William Rhoden, in his 2006 book, Forty Million Dollar Slaves, talked about the concept of “the conveyor belt,” which is a machine through which athletes are pushed to support the programs at the expense of their selves. In the book, Rhoden discussed that the ultimate goal of the conveyor belt is less to ready Black student-athletes to play at the collegiate level than it is to deliver them with the right mentality: don’t challenge the existing power structure.

On any campus, the existing power structure is the athletics department, most notably the coach. And, from the beginning, athletes are taught not to rear against or challenge the coach for any reason if they hope to be successful at the collegiate level.

At The Ohio State University, for example, “Coach [Urban] Meyer is their daddy,” said Dr. James Moore, associate provost in the university’s Office of Diversity and Inclusion. “And we may not say it, we may not like it,” but that is the reality of the situation for the players on OSU’s football team.

In addition to their own self-identity and need to achieve on the field for their own adulation, players are under immense pressure not to let the coaches down; some feel the coach’s job may ride on their performance.

For some who have lacked mentorship and the presence of a solid male figure for most of their lives, the relationship with the coach is invaluable. But for others, when they are no longer playing, they feel betrayed and abandoned by coaches who used them up and spit them out, without really preparing them to be productive members of society.

As others on campus try to focus on the “student” aspect, they often find themselves fighting a number of barriers. For starter, many athletes often come to campus in lower academic standing than their fellow students. To fight that deficit requires time dedicated to their studies, time they may or may not have to spare from their athletic obligations, which often run upwards of 60 hours per week (despite the NCAA-mandated 40-hour cap, according to experts).

Felicia Martin, associate athletic director for academic services at Texas Tech University, said it is often a tough balance trying to nurture athletes on campus as truly student-athletes. Between demands on their time via practice and training and travel schedules and the expectations of the athletics department, challenging the existing structure to ensure the athletes are being cared for holistically is not always without reprimand.

For many on the academic side, she said, it is tough for those in support roles to get to a place where they “feel secure enough and comfortable enough to challenge coaches.”

“You know at any given time that you disagreeing with the head coach or saying the wrong thing … could impact your job,” Martin said.
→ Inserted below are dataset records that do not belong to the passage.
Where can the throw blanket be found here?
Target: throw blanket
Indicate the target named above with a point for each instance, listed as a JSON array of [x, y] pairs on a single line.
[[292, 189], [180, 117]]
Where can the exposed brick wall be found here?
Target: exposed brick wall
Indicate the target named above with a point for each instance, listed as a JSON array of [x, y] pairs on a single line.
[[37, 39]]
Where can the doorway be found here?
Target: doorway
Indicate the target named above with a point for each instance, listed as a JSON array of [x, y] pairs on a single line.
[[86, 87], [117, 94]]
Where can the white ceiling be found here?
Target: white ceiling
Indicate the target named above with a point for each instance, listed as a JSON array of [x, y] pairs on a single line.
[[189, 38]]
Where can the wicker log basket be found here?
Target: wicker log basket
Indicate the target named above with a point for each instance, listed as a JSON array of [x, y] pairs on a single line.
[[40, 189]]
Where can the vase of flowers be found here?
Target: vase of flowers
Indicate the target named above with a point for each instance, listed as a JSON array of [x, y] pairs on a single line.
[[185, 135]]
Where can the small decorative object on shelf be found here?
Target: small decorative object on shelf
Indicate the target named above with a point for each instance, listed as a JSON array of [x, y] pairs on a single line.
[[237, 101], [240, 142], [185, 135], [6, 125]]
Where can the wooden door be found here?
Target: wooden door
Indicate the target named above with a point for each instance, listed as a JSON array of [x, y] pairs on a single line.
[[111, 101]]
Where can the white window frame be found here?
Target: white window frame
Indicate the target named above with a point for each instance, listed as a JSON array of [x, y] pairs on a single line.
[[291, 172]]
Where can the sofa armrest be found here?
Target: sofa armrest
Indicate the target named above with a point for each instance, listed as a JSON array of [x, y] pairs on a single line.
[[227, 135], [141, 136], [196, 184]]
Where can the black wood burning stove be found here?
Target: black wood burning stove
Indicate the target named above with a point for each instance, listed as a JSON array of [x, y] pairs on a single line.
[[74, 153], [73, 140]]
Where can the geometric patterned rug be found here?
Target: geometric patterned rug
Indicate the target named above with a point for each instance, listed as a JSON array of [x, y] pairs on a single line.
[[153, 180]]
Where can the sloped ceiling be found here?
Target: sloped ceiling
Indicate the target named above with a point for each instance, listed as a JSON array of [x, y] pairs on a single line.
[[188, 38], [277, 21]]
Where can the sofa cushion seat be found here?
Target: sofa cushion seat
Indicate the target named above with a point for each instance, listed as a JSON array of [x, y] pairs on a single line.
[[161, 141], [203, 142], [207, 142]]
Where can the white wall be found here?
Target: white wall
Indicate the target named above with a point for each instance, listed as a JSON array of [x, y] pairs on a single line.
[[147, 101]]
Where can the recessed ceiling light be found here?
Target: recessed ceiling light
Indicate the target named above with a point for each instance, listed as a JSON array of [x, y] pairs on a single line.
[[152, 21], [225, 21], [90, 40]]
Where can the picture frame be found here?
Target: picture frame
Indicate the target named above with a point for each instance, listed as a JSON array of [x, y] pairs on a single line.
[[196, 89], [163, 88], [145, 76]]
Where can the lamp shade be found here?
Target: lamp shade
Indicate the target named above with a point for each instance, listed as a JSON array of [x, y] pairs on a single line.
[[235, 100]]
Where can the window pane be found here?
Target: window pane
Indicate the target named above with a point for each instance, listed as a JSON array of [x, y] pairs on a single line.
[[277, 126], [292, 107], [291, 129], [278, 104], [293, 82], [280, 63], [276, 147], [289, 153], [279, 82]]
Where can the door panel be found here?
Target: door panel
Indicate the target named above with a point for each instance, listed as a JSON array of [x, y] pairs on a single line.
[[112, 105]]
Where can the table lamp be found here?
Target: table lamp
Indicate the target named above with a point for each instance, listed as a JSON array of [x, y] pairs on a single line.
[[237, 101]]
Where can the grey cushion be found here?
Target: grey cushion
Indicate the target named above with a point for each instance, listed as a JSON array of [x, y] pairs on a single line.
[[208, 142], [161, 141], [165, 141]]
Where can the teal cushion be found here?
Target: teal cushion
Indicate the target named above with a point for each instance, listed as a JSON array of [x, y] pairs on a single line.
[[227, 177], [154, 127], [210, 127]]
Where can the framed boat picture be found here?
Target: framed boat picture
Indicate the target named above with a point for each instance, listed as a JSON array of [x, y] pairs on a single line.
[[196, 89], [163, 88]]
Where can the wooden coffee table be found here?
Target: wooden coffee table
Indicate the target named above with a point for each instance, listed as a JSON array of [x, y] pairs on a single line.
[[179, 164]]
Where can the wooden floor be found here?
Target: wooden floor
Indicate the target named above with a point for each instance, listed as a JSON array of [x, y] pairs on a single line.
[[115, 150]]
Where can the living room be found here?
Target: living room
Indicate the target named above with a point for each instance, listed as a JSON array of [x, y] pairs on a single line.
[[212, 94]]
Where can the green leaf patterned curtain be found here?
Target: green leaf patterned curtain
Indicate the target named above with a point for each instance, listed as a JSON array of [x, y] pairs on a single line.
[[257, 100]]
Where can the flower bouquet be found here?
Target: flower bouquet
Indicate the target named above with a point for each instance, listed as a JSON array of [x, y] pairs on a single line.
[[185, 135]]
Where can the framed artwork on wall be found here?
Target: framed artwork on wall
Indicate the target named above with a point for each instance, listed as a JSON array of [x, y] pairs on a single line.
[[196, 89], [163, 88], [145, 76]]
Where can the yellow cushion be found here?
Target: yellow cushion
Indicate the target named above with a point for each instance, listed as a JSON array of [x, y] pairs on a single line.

Martin believes that she enjoys some increased job security and flexibility since she reports to both the provost (on the academic side) and the athletic director. But some remain skeptical of the divergence between a true emphasis on the athletes as actual students and their treatment as human capital whose sole purpose is to help the program get the win.

“It doesn’t matter if you’re answering to the provost if the budget still comes from athletics. That’s where the money is, that’s where the control is,” said Dr. Gerald Gurney, a professor at Oklahoma University who has worked extensively with developing athletic policy at the university.

But if, for example, the athletics program in the Southeastern Conference alone netted $1.38 billion this past season, it is difficult to try to convince anyone that athletics should not be driving the bus of priorities on campus. And realistically, as long as television and corporate revenue from athletics continues to skyrocket, and as long as there is such high profitability associated with athletics programs at the major programs, the system is not likely to remove power from coaches at these major programs.